Thursday, November 18, 2004

A PERPETUAL PRESENT

Here's the deal:

You want to go to university. You want to study English. You are young, and bright, and you are tired of dropping off both Khmers and foreigners at the front gates of schools that you have never dreamed of stepping foot inside, let alone attending.

But now you are dreaming, you see, and your dreams are big. Problem is, so are your children. And so is your wife, come to think of it, who is eight months pregnant.

Do you stop your job? Do you go to school full-time to ensure the prosperity of your future, thereby neglecting the realities of the present?

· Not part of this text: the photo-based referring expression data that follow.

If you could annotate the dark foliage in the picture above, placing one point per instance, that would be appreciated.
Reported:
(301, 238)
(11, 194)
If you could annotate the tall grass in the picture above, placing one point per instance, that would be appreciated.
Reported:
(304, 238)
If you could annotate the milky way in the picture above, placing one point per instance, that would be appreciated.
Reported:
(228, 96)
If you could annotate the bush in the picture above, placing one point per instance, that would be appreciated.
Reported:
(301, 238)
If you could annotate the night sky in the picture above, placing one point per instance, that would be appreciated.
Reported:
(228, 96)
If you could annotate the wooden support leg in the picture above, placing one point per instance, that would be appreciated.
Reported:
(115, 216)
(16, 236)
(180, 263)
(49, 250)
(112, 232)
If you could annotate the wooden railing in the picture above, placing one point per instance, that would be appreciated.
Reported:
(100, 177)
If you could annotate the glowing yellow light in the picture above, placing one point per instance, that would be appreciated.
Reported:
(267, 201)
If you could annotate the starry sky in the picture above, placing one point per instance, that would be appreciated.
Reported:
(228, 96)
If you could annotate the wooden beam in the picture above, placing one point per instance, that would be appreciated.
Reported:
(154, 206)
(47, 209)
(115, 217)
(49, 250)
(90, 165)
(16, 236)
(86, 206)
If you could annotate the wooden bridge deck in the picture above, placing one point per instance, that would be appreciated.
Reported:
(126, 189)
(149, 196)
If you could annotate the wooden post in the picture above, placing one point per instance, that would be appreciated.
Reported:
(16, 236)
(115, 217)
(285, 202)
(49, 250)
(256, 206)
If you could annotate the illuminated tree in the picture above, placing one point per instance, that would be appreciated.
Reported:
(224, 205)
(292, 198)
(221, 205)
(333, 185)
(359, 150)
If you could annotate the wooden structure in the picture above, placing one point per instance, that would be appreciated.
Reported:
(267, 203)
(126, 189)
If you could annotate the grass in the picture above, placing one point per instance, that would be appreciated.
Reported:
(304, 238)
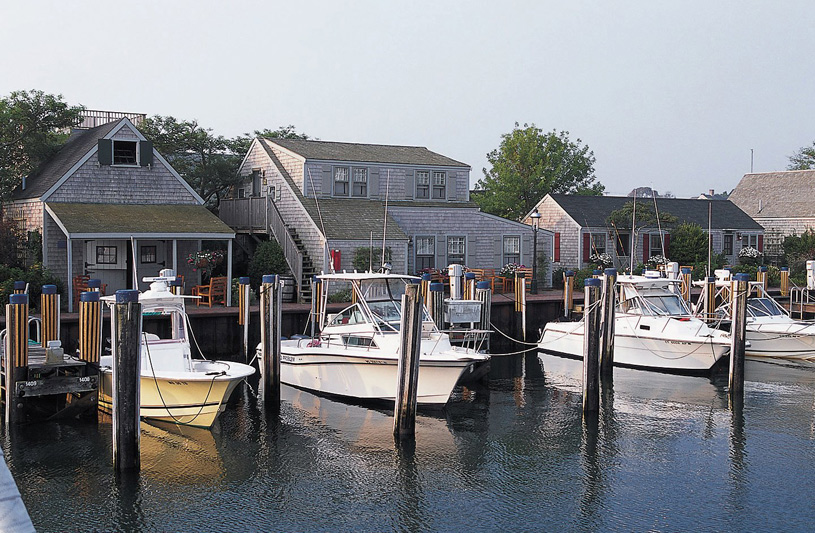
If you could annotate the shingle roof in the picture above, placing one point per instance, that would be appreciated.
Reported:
(369, 153)
(592, 211)
(786, 194)
(184, 220)
(74, 149)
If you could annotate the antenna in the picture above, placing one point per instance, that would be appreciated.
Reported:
(385, 221)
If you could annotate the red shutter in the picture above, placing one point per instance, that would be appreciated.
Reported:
(645, 252)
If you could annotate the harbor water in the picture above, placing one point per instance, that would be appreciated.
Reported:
(665, 453)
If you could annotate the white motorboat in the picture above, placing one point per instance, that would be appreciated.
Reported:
(356, 352)
(770, 331)
(653, 329)
(174, 386)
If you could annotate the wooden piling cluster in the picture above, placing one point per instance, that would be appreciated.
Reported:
(127, 331)
(404, 415)
(739, 288)
(271, 305)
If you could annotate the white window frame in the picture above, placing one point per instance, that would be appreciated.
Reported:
(505, 255)
(355, 173)
(113, 152)
(346, 181)
(456, 241)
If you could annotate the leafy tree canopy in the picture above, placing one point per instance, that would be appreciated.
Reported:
(33, 125)
(803, 159)
(530, 164)
(689, 244)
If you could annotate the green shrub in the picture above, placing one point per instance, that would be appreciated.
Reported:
(268, 259)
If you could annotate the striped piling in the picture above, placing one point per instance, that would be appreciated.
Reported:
(609, 302)
(90, 327)
(591, 346)
(568, 293)
(404, 414)
(271, 305)
(16, 356)
(127, 330)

This is what a lot of Cambodians face. There are dozens of universities popping up all over, promising degrees, which they will undoubtedly deliver, with one small warning: DOES NOT GUARANTEE A JOB UPON GRADUATION. (Actually, the schools won't carry this warning, and everybody knows that anyways -- there are thousands of students, and hundreds of jobs, and those jobs that do exist will go to those with money and connections, period. You bet people are worried.)

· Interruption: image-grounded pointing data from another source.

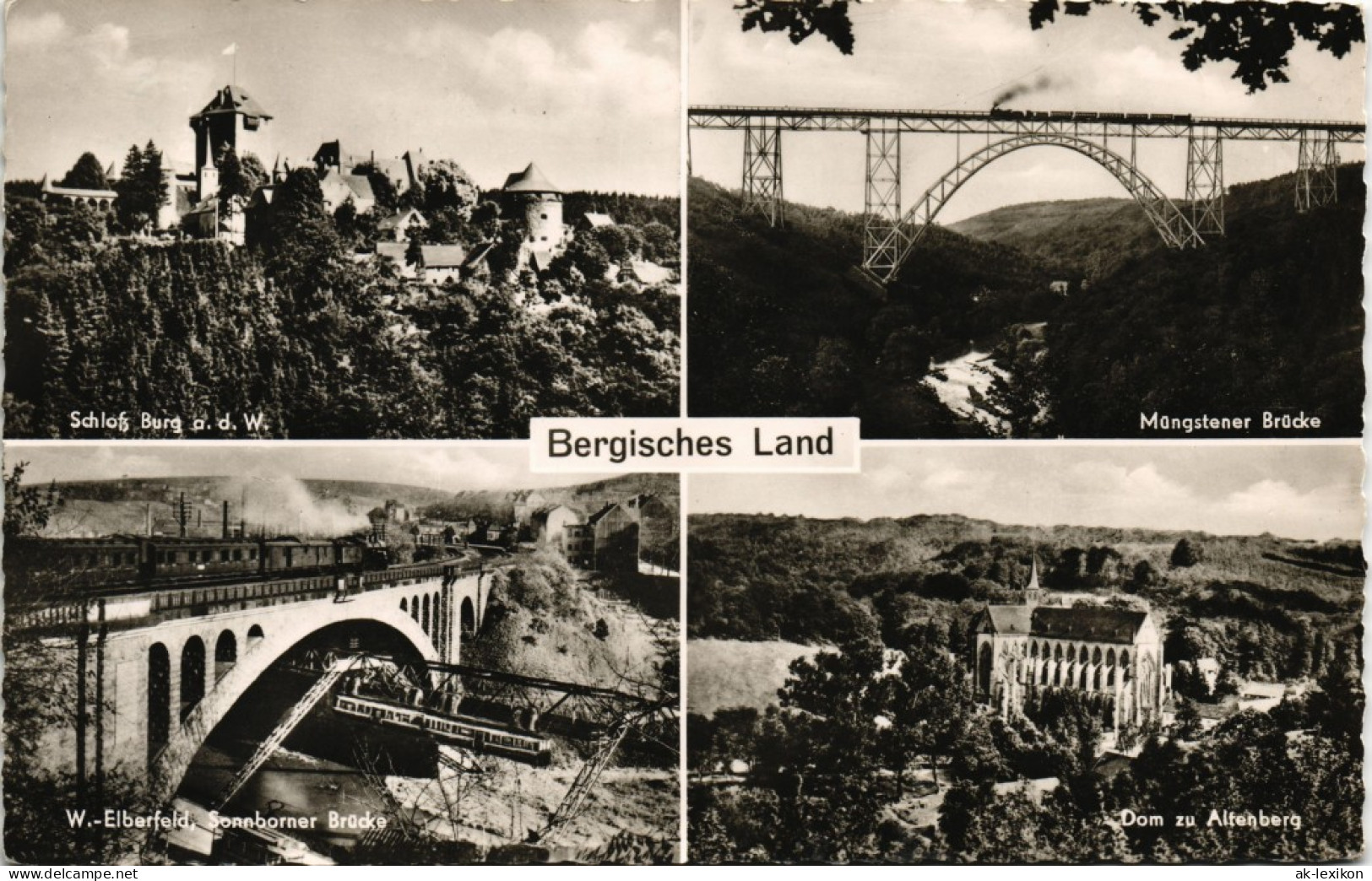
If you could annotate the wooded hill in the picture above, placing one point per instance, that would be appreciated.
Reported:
(1255, 602)
(783, 326)
(1268, 317)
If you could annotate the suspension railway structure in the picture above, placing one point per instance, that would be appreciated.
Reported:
(1110, 139)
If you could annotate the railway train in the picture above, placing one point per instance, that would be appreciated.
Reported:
(116, 560)
(1001, 113)
(479, 736)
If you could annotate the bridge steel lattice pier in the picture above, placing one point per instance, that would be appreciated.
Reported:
(889, 232)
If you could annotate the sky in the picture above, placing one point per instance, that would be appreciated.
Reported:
(588, 89)
(1301, 491)
(961, 55)
(415, 462)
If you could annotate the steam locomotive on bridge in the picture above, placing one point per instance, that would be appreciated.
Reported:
(1060, 116)
(118, 560)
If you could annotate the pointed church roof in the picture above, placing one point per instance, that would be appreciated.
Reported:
(529, 180)
(232, 99)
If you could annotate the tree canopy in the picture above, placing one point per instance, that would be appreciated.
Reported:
(1257, 36)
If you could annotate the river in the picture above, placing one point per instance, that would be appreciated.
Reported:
(961, 378)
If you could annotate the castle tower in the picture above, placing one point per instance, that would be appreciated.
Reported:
(221, 124)
(533, 197)
(1033, 593)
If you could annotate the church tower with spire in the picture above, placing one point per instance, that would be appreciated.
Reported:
(1033, 593)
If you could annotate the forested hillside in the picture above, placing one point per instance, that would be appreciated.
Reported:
(1076, 238)
(1264, 319)
(307, 331)
(1272, 607)
(781, 324)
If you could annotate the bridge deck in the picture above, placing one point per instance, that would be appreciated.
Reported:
(1018, 121)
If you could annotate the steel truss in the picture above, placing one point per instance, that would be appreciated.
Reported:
(882, 231)
(1013, 124)
(1167, 219)
(1205, 181)
(888, 238)
(762, 172)
(1316, 173)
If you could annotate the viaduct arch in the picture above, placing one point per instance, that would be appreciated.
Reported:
(889, 234)
(279, 635)
(892, 249)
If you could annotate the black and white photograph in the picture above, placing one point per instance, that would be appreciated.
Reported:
(252, 653)
(1028, 220)
(1125, 653)
(250, 219)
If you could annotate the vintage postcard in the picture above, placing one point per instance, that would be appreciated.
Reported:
(1010, 655)
(1029, 220)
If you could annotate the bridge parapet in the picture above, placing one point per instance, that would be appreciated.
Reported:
(891, 235)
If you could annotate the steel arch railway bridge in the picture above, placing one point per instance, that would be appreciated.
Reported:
(1110, 139)
(158, 668)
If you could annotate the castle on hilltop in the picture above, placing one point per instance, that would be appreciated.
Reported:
(226, 124)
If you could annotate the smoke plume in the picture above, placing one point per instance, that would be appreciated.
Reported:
(1020, 89)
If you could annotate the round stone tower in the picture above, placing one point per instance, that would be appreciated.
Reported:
(533, 197)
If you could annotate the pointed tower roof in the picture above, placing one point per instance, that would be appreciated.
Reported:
(232, 99)
(529, 180)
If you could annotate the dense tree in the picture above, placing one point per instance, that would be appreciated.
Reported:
(1257, 36)
(142, 188)
(85, 175)
(1185, 554)
(239, 177)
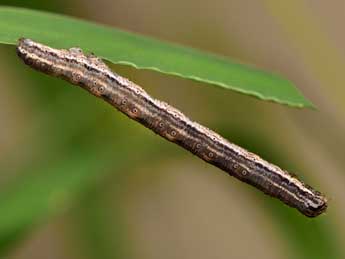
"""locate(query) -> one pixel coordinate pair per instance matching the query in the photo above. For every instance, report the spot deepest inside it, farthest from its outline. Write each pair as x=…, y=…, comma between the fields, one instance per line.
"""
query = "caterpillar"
x=90, y=73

So this is the thing -- it's easier to ride a motobike around and pick up people and drop them off than it is to go to school. Know what? It's more profitable, too. Once you graduate, and you get a government job, and you're on the path to respectability and progress and achievement, you are congratulated with a salary of about twenty U.S. dollars a month.

Know what a moto-taki driver (motodop) can make, if they're lucky?

More than twenty bucks. Not a lot more, no, but more. And when you have a pregnant wife, and crying, hungry kids, more is more, no matter what the amount.

I don't know what's going to happen to Cambodia. Nobody does. Women are getting a university education for the first time in who-knows-how-long, and the people, the young people, are certainly smarter than their elders; after all, all the really smart ones were decimated during the Khmer Rouge era.) There is still cheating and corruption amongst the young whippersnappers, of course, but that's par for the course. They are bright, and they motivated, and they have mouths to feed and families to make proud.

And yet...

There aren't a heck of a lot of jobs out here. And women are still second-class citizens. And Cambodia is still, first and foremost, an agricultural nation. None of the university educated young 'uns want to go back and work on the farm, however, because there's no money in that, no esteem in that, and besides, the government jobs have air conditioning. And who can blame them? But what that means is that nobody is really studying how to properly farm and irrigate and innovate this country, in rural terms; nobody, as far as I know, is interested in creating a structure that will allow the majority of Cambodians, those living in small villages and communes, to thrive and prosper and heck, maybe even feed their families. And, on top of that, the education system, pre-university, is abysmal. Everybody bribes their teachers. The teachers themselves are not educated. Nobody wants to teach in the rural areas because the money's no good. And the teachers themselves make only twenty, thirty bucks a month, which means that they have to get two, even three jobs, which means...

You get the point.

Cambodia's future is wide open. It's better than before, of course, unquestionably, but then again -- how can it not be better than genocide, or a foreign, Communist power ruling over your homeland? There are lots of signs of improvement here. You have to look closely, true, but they're there, nevertheless.

But there is still that moto-taxi driver, you see. He wants an education. He wants to learn about the world, and English, and the world beyond Cambodia. But he has a wife, and family, and while nobody likes to drive around Phnom Penh at midnight, tracking down backpackers, hoping to give them a lift, the present will always win out over the future, every time, and that's what worries me about this country the most -- it's in a perpetual present, until that unknown point in time when the future catches up with everyone, and by then, you see, it's too late.